- Directed by: Henrique Goldman
- Written by: Henrique Goldman Marcelo Starobinas
- Produced by: Henrique Goldman Luke Schiller Carlos Nader Stephen Frears (Executive) Rebecca O'Brien (Executive)
- Starring: Selton Mello Vanessa Giácomo
- Cinematography: Guillermo Escalon
- Edited by: Kerry Kohler
- Music by: Nitin Sawhney
- Production companies: UK Film Council Mango Films
- Distributed by: Imagem Filmes (Brazil)
- Release date: 26 June 2009 (Brazil);
- Running time: 93 minutes
- Countries: United Kingdom Brazil
- Languages: English Portuguese

= Jean Charles (film) =

2009 film directed by Henrique Goldman

Jean Charles is a 2009 British-Brazilian feature film depicting the true story of Jean Charles de Menezes, a Brazilian electrician wrongly shot dead by the Metropolitan Police at Stockwell tube station in London on 22 July 2005, after being mistaken for a suicide bomber.

The film was directed by Henrique Goldman and received its international premiere at the 2009 Toronto International Film Festival.
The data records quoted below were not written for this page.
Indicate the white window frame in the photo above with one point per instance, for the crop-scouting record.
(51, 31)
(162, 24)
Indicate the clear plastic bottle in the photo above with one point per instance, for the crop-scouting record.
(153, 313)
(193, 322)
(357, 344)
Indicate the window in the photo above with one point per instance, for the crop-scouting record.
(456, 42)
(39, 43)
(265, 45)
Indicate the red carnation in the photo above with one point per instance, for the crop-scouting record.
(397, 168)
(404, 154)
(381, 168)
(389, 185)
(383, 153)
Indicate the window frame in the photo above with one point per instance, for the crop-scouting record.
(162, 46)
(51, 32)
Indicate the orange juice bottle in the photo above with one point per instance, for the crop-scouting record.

Selton Mello stars as Jean Charles with many of the other roles played by the actual friends and family of Jean Charles de Menezes. Award-winning director Stephen Frears was an executive producer for the film.

==Cast==
- Selton Mello as Jean Charles
- Vanessa Giácomo as Vivian
- Marek Oravec as Iatzek
- Luís Miranda as Alex
- Patricia Armani as Patricia
- Maurício Varlotta as Maurício
- Sidney Magal as himself
- Daniel de Oliveira as Marcelo
- Marcelo Soares as Chuliquinha
- Rogério Dionísio as Bisley
- Julian Harries as English Man
- Denise Stephenson as Female Police Liaison Officer
- Christopher Pencakowski as Male Police Liaison Officer

==Reception==
Allan Hunter praised Mello's performance.